Published on November 4th, 2013 | Edited by: Jim Destefani0
Other materials stories that may be of interestPublished on November 4th, 2013 | Edited by: Jim Destefani
University of the Basque Country researchers have developed and patented a new light emitting material based on boron nitride nanotubes and suitable for developing high-efficiency optoelectronic devices. The scientists say structural defects in the BN nanotubes and application of an electric field perpendicular to the structures allow the nanotubes to emit light across the spectrum from infrared to far ultraviolet and facilitates control of the emissions. The defects enabling controlled emission are gaps that appear in nanotube walls due to the absence of a boron atom, which is the most common defect in its manufacture. “All nanotubes are very similar, but the fact that you have these defects makes the system operational and efficient, and what is more, the more defects you have, the better it functions,” one researcher explains.

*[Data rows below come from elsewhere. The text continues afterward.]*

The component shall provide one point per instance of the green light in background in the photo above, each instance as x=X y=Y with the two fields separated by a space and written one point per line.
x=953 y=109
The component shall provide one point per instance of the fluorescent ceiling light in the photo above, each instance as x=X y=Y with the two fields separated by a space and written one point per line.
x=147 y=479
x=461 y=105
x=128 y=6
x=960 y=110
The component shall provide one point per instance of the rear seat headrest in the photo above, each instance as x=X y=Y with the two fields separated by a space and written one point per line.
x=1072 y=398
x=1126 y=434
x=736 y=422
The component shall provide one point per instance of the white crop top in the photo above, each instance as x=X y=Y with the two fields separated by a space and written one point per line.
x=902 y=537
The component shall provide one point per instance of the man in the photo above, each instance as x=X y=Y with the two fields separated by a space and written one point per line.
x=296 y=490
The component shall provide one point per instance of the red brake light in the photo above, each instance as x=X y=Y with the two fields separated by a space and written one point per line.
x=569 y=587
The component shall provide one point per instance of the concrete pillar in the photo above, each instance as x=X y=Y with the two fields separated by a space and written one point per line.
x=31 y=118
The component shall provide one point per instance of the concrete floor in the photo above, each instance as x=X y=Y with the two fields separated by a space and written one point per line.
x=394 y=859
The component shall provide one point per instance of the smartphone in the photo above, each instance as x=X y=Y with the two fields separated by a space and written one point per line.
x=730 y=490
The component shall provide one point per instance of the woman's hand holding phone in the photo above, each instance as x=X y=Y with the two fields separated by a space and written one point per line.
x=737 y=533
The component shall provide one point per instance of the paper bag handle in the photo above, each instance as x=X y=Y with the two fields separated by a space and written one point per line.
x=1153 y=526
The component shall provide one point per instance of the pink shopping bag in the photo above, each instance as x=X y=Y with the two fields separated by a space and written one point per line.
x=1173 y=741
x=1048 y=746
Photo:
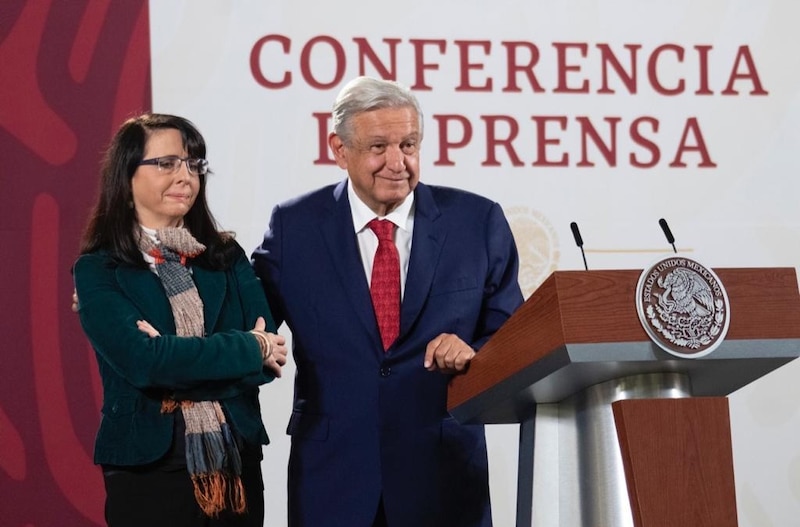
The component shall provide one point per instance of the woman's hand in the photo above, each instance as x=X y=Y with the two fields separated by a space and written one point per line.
x=145 y=327
x=273 y=347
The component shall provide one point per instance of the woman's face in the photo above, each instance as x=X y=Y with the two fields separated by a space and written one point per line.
x=162 y=199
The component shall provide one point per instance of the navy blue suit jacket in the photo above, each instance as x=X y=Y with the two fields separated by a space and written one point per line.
x=365 y=422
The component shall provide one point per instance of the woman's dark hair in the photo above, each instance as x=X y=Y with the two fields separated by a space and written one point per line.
x=113 y=225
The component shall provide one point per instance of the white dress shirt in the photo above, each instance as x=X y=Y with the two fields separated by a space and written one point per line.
x=402 y=216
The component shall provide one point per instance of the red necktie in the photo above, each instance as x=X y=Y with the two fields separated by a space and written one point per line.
x=385 y=284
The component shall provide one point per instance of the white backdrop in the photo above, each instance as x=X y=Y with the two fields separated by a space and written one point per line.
x=693 y=109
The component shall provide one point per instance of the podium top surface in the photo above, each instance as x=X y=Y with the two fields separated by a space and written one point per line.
x=580 y=328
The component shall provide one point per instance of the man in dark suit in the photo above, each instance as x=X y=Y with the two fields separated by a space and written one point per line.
x=372 y=442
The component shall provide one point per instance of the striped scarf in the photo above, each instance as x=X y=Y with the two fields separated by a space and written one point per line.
x=212 y=458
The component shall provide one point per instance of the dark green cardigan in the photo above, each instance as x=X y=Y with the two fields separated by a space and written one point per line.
x=138 y=371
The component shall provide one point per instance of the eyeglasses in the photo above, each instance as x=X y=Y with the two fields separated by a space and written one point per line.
x=171 y=164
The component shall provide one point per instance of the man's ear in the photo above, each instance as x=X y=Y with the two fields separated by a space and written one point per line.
x=338 y=149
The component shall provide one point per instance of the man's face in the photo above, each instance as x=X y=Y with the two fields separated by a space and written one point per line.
x=383 y=157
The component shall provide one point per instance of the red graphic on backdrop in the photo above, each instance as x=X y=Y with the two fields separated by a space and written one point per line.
x=72 y=71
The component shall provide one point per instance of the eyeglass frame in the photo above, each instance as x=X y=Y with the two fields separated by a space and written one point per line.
x=202 y=164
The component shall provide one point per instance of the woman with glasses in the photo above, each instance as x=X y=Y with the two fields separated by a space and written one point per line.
x=183 y=338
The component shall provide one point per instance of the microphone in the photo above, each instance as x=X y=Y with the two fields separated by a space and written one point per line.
x=579 y=242
x=668 y=233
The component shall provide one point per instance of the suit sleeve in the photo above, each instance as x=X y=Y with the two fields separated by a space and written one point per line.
x=502 y=294
x=168 y=362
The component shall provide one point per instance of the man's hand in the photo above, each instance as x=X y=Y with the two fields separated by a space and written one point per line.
x=448 y=354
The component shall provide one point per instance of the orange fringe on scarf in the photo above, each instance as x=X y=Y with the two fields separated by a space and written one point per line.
x=212 y=491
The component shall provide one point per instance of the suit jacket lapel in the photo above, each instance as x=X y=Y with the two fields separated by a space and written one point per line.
x=426 y=248
x=340 y=240
x=211 y=287
x=144 y=289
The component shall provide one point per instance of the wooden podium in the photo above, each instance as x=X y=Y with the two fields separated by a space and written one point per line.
x=643 y=435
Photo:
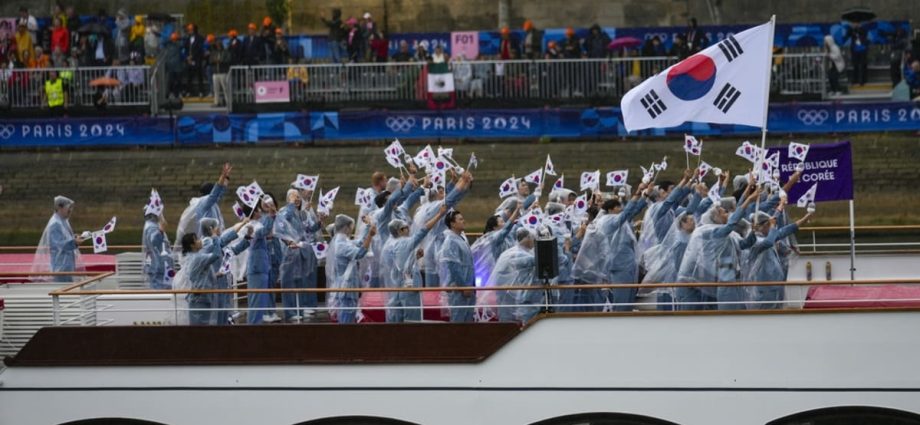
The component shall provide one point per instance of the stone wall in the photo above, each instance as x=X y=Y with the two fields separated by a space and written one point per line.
x=117 y=182
x=448 y=15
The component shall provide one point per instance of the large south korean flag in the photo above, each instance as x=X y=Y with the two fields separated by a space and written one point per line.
x=728 y=83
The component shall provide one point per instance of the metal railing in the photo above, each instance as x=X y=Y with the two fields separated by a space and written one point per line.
x=551 y=81
x=525 y=300
x=130 y=86
x=333 y=83
x=800 y=74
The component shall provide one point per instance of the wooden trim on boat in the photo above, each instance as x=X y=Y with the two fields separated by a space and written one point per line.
x=260 y=345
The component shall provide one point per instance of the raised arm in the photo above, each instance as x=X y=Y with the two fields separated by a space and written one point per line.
x=217 y=192
x=456 y=195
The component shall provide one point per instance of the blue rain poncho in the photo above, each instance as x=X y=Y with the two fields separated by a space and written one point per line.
x=712 y=255
x=516 y=267
x=455 y=270
x=157 y=255
x=400 y=265
x=663 y=260
x=57 y=249
x=765 y=265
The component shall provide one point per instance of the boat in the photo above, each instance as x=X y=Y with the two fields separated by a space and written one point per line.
x=832 y=360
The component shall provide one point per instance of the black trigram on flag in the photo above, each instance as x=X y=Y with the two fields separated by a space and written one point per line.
x=726 y=98
x=731 y=48
x=653 y=104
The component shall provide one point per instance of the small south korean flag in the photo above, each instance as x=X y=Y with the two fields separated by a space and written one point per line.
x=704 y=170
x=580 y=206
x=617 y=178
x=748 y=151
x=808 y=197
x=169 y=273
x=508 y=188
x=532 y=220
x=549 y=167
x=798 y=151
x=438 y=178
x=446 y=152
x=99 y=244
x=692 y=145
x=110 y=226
x=534 y=177
x=715 y=193
x=305 y=182
x=727 y=83
x=395 y=149
x=560 y=183
x=590 y=180
x=320 y=249
x=238 y=211
x=424 y=157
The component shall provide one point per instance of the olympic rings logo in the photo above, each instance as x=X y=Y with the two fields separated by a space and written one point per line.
x=7 y=131
x=400 y=124
x=813 y=116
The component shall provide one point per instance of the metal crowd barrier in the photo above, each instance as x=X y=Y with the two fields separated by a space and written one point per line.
x=25 y=88
x=554 y=79
x=551 y=80
x=326 y=83
x=800 y=74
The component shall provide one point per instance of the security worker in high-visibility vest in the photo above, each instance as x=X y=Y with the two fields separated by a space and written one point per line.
x=54 y=93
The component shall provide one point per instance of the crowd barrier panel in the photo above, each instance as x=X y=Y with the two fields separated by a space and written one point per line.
x=553 y=81
x=24 y=89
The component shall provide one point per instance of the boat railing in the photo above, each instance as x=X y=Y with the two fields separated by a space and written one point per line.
x=546 y=298
x=811 y=240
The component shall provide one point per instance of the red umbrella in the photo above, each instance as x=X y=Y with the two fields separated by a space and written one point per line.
x=104 y=82
x=624 y=43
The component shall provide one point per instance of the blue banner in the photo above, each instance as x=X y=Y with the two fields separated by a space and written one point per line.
x=525 y=123
x=844 y=118
x=223 y=128
x=786 y=35
x=108 y=131
x=830 y=166
x=306 y=127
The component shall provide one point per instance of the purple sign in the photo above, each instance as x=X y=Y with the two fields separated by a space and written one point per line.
x=830 y=166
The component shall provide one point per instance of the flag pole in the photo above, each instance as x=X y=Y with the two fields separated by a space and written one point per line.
x=766 y=101
x=852 y=242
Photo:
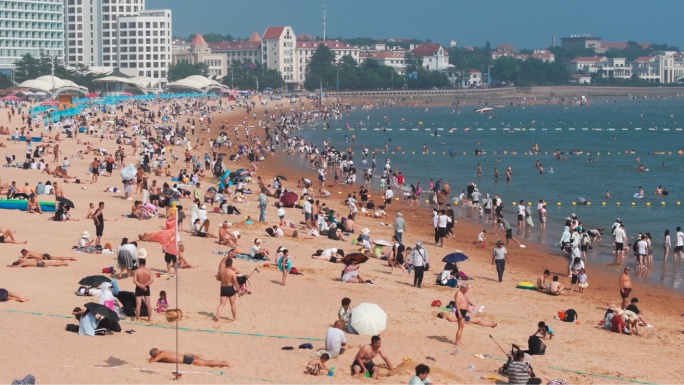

A research team led by Sandia National Laboratory scientists has created a tunable plasmonic crystal researchers say could increase the bandwidth of high-speed communication networks and generally enhance high-speed electronics. The material’s tunable plasmonic effect is achieved by adjusting a voltage applied to an electron plasma that forms naturally at the interface of semiconductors with different band gaps, making the crystal agile in transmitting terahertz light at varying frequencies. Scientists say the plasmonic crystal method could be used to shrink the size of photonic crystals, which are artificially built to allow transmission of specific wavelengths, and to develop tunable metamaterials, which require micron- or nano-sized bumps to tailor interactions between manmade structures and light. Results of the work were recently published in an online paper in Nature Photonics.
Scientists at the University of Twente (Netherlands) MESA+ Institute for Nanotechnology have designed a device that can store data for millions of years even in extreme temperatures. The information carrier is a tungsten wafer encapsulated by silicon nitride. A QR code is etched into the tungsten and is protected by the Si3N4. Each pixel of the large QR code contains a smaller QR code that in turn stores different information. The researchers performed an accelerated aging test by heating the storage device to 200°C for an hour. After the test there was no visible degradation of the tungsten, and the encoded information was still easily readable. The QR codes became more difficult to read after exposure to temperature of 440°C, even though the tungsten was not affected.
Scientists from Clemson University and the University of Virginia are working together to convert waste heat into high-quality electricity. The researchers are developing thermoelectric materials that provide direct conversion of heat into electricity. The materials and devices are currently being used in vehicles to convert waste heat from the exhaust system into electricity. The system effectively recovers more than 60% of waste heat that is lost relative to the input energy. The researchers have investigated several materials, including half Heusler alloys and silicon-germanium, to understand the effect of core shell thermoelectric materials. Moving forward, they plan to work on thermoelectric cooling materials that will provide zonal cooling for vehicles.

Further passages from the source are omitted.